Le ministre de l’Education nationale Luc Chatel et le secrétaire général de l’UMP Jean-François Copé ont estimé hier mardi, à leur arrivée à la convention de l’UMP sur l’éducation, qu’il était important d’avoir un débat « sans tabou » sur le statut des enseignants. « Chacun est conscient du fait que l’école a changé depuis 25 ans, que les missions de l’école ne sont plus forcément les mêmes », a expliqué Luc Chatel. Mais si « on voit bien que la mission a évolué (…), le statut est resté comme en 1950. Il est donc important qu’on en parle sans tabou », a ajouté le ministre.

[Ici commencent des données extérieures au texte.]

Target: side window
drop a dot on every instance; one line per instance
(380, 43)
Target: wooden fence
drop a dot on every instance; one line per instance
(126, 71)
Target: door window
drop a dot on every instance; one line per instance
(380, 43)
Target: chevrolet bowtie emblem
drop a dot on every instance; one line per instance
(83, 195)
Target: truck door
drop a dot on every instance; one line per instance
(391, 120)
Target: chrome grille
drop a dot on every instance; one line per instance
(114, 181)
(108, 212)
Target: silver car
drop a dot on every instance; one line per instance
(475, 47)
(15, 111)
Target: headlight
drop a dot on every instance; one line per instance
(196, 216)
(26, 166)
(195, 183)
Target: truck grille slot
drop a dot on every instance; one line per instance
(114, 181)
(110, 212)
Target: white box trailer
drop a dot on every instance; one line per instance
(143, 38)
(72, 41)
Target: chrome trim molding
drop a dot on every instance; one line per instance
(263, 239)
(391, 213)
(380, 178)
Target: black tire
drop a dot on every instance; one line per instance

L’une des trente propositions de l’UMP pour l’éducation présentées hier est de « revoir » les « obligations de service » des enseignants, pour intégrer dans leurs missions « l’accompagnement : tutorat, orientation, concertation ». Cette proposition inquiète les syndicats. « On était prêt à débattre du changement du statut, d’inclure d’autres modalités dans notre service mais à condition que cela se traduise en diminution du service face aux élèves », remarque Patrick Gonthier, secrétaire général de l’UNSA-Education. « Là, on a bien compris que c’est en plus de ce qu’ils ont à faire. »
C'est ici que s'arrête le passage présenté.